Writing Was Everything (Harvard Univ. Press, 1995) is based on a
series of lectures by Alfred Kazin for the William E. Massay Lectures in the
History of American Civilization in 1994 at Harvard. It’s a literary memoir in which Kazin
recounts his experiences as a literary critic, the writers he has known, and
their work. Although he discusses his
acquaintance with a number of writers, he gives his main attention to their
work. This is not a memoir that takes
pride in how many names it can drop or how many claims it makes for the
importance of its writer. Kazin expresses
unhappiness in his introduction his with the advent of literary theory and of
literary criticism that serves a social purpose. He believes the value of literature is
intrinsic, not extrinsic. He believes a
critic’s main duty is to introduce readers to good literature in a way that is
not prescriptive (he dislikes the New Critics who are, he feels, too focused on
making readers like a narrow brand of writing).
He is particularly irritated by an MLA session he attended in the late
1980s on the subject of Emily Dickinson and masturbation.
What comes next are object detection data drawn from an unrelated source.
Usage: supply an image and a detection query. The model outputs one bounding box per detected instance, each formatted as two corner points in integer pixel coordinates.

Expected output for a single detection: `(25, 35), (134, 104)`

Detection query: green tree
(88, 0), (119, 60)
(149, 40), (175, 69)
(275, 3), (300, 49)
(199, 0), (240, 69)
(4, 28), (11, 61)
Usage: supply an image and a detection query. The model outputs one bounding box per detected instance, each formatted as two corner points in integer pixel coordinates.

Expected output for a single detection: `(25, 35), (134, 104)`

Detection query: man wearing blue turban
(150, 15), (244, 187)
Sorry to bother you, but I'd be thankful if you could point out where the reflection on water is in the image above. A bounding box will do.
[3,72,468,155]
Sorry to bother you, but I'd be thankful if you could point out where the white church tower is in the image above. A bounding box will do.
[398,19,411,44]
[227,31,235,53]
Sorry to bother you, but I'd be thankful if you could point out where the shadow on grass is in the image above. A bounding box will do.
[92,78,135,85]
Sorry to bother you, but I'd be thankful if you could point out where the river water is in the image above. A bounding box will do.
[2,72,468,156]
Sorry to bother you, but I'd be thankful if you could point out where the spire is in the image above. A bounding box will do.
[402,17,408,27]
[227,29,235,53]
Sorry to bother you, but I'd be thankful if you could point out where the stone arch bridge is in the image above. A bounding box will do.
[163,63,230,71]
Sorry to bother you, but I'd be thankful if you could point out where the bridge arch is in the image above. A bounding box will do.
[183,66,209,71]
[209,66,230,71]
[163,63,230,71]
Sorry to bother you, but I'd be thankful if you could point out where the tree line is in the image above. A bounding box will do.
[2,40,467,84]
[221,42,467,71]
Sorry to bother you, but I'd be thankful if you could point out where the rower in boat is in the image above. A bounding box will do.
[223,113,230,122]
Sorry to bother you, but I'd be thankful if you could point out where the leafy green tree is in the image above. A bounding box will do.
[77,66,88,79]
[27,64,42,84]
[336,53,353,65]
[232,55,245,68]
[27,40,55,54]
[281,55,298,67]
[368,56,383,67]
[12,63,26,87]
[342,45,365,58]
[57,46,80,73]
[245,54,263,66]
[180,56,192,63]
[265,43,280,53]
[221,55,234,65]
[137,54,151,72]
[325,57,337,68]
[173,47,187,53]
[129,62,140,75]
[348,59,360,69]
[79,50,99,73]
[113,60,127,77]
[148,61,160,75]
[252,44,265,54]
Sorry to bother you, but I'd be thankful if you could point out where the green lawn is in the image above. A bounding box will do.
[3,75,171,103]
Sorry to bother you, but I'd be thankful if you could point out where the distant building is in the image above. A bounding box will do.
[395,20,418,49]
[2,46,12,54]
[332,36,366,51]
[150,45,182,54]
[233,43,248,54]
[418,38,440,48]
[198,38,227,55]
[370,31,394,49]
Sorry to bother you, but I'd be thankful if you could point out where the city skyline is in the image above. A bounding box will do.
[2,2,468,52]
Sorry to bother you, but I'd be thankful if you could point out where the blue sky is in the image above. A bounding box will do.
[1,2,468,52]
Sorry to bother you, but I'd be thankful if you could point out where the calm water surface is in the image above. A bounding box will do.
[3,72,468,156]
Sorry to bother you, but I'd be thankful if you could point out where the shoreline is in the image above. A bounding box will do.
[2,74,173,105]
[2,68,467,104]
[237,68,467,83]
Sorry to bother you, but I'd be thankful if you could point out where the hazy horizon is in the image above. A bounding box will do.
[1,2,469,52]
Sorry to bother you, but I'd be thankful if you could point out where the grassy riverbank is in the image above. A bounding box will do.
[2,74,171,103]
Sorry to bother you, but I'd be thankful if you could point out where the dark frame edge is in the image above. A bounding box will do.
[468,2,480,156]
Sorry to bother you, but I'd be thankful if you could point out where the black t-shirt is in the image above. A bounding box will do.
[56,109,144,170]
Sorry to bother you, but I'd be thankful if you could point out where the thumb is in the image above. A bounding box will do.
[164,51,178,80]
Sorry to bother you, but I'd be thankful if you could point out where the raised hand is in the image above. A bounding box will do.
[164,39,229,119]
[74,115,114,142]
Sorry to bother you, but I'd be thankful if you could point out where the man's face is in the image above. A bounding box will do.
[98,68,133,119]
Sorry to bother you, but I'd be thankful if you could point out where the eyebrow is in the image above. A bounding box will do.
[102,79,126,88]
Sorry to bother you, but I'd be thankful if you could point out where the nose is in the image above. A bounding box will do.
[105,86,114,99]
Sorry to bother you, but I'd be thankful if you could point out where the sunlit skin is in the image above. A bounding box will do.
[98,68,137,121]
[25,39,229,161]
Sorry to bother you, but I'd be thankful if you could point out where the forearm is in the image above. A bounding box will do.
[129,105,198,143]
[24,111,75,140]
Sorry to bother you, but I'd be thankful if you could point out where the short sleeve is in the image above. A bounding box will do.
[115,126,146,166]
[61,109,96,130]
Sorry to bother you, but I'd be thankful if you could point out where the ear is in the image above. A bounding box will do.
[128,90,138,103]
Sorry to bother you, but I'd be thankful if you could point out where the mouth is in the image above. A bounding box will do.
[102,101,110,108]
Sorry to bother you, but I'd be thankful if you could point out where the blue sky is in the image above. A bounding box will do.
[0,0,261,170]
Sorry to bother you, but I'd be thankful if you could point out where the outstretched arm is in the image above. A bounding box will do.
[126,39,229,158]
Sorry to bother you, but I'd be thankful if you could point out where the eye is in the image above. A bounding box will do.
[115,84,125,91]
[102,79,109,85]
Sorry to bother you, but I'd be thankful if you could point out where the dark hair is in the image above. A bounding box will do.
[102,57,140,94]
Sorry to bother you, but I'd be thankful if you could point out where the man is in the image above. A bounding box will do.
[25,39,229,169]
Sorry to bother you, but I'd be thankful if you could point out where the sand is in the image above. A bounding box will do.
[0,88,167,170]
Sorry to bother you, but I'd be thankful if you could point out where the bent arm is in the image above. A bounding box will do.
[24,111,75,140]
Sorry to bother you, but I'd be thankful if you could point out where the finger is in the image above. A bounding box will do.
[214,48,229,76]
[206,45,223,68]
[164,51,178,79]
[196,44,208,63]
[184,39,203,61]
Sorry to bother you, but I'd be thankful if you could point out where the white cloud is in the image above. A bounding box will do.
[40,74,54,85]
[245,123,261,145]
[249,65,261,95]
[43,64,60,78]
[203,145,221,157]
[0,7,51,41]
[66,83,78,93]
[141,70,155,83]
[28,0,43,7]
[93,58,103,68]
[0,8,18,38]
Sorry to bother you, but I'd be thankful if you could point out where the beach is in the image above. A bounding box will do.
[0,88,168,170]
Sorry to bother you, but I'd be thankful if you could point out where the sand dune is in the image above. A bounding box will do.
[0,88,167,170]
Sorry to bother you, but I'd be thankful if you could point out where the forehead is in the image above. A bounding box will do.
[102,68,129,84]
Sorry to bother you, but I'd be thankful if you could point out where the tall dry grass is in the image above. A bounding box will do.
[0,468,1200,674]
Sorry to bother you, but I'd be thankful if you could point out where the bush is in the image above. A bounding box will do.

Kazin suggests that many of the
great writers he admires, from Dickinson forward, are torn by religious
skepticism or by anguish over the void created by the decline of religion. He
sees the 20th century as a time of great tumult when traditional
values and western civilization seemed at risk.
World War II was its central event. Although Kazin was a lifelong
liberal, the writers important to him come from all points on the spectrum,
from Joyce and Eliot to Dickinson, Bellow, Faulkner, Robert Lowell, Flannery
O’Connor, and others. He seems especially
impressed by Hannah Arendt and Simone Weil.
Were he alive today he would not
be happy with the state of affairs.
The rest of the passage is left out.